Além das limitações no que a ferramenta pode fazer, temos também a limitação do uso da ferramenta. O MetaHuman Creator está apenas disponível para utilizadores do Unreal Engine. Se eu quiser usar o Unreal Engine para o meu futuro jogo ou filme, posso usar a ferramenta, mas se decidir fazer um jogo em Unity ou num motor de jogo pessoal, não posso usar a o MetaHuman Creator, e aí tenho de criar as personagens manualmente, como todos os outros. O MetaHumans tem um público alvo muito específico, portanto a ferramenta não vai tirar grande trabalho aos artistas.

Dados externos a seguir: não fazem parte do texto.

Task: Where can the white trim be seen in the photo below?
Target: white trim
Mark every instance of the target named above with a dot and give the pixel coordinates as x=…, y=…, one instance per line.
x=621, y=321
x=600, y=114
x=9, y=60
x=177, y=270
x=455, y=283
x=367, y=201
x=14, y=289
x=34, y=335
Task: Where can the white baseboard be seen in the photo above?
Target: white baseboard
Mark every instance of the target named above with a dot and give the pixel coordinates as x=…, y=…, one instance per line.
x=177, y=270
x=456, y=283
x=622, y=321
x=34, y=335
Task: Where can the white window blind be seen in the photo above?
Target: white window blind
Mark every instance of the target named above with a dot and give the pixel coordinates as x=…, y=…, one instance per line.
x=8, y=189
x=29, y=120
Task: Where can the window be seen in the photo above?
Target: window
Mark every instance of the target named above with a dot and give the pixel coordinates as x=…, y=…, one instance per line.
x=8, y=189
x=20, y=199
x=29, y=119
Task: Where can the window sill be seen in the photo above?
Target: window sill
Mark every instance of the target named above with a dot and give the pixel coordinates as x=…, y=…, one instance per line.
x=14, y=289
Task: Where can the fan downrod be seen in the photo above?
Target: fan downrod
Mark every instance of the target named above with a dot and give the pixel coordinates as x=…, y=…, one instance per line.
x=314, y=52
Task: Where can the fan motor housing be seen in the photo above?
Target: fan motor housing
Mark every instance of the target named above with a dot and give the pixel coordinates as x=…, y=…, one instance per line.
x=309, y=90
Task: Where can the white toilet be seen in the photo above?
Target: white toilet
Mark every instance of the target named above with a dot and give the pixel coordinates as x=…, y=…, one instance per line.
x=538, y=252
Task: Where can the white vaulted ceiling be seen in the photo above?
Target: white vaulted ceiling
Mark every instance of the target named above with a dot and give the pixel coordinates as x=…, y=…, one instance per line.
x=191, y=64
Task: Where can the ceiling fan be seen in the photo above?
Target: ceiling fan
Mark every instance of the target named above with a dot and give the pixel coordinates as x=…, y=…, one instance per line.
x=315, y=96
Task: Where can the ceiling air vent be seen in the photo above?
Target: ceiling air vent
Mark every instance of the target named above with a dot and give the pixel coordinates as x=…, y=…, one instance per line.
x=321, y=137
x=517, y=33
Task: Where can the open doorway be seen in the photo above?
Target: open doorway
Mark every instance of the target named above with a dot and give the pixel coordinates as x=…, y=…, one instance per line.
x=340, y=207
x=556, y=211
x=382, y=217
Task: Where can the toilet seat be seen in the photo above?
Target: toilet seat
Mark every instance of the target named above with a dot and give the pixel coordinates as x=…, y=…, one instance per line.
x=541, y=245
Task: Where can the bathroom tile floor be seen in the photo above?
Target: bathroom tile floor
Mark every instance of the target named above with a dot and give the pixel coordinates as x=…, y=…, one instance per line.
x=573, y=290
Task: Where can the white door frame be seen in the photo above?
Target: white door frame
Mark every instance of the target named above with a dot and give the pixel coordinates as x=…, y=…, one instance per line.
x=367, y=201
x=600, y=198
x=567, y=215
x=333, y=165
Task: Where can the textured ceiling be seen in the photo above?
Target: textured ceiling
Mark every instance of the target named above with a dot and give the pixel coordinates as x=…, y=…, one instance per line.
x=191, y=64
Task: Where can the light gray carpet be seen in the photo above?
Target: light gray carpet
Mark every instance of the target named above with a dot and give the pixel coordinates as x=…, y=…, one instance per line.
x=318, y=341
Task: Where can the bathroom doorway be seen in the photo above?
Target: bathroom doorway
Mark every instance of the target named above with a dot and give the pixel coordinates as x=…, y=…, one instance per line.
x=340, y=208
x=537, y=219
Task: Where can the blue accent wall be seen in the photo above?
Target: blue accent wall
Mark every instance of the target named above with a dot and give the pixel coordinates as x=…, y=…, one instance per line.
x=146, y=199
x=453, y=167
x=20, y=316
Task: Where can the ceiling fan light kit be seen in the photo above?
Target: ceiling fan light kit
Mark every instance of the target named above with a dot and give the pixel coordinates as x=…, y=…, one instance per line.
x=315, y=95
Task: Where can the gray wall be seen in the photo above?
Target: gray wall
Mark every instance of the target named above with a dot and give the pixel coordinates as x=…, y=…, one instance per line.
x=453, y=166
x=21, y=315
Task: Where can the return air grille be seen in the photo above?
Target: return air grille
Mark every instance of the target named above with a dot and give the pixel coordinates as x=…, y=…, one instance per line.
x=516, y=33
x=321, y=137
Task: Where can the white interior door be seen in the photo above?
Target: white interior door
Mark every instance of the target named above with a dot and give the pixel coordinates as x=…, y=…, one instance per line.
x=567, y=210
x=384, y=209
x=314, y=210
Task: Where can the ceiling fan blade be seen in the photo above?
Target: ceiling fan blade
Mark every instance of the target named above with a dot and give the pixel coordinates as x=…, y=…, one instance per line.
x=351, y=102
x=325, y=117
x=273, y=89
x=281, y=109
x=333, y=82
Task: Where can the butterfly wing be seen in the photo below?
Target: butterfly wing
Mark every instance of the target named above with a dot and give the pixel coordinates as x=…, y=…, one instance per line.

Outro problema, que me chamaram á atenção, são os direitos de imagem. Esta pergunta veio de um bocado de falta de informação de como funciona a ferramenta, e já envolve leis e afins. Primeiro, não é possível reproduzir todas as pessoas do mundo no MetaHuman, pela razão mencionada acima: limitação da biblioteca. Ao contrário do que muitos pensaram quando viram o anúncio da ferramenta, o MetaHuman Creator não funciona á base de fotografia, portanto não é possível, através de fotografia, criar uma representação perfeita de alguém no programa. A parte da “fotografia” apenas serve para a animação da cara.

No entanto, ainda é possível fazer representações idênticas, ou mesmo iguais, dependendo da cara da pessoa. Nesse caso, e se uma pessoa um dia estiver a jogar e encontrar uma personagem igualzinha a si, podem estar duas razões por detrás disso: pura coincidência, ou intenção. No caso de isto ter sido feito com intenção, e conseguir ser provado, a pessoa poderá ter um caso em tribunal e forçar a companhia a pagar direitos de imagem, dependendo o que as leis dos países da pessoa e da companhia permitem. Se for feito por acidente (ninguém sabe a aparência de todos os humanos na terra, e mesmo que soubesse seria difícil criar alguém completamente diferente dos restantes), aí já não sei como funcionaria, principalmente se a dita personagem se tornar conhecida online, por exemplo.

Em resumo: MetaHuman Creator é uma ferramenta fascinante, mas que não vai virar a indústria de pernas para o ar. As limitações nas suas funções podem ser quebradas no futuro, com actualizações e afins, mas o seu uso continuará a ser apenas para contextos específicos, fora dos quais os artistas continuaram a ser essenciais.

Aguardo com entusiasmo que a ferramenta seja lançada, nem que seja só para brincar um pouco com ela, mas, fora disso, é apenas mais uma ferramenta (ainda que uma ferramenta bastante fixe) no kit de desenvolvimento.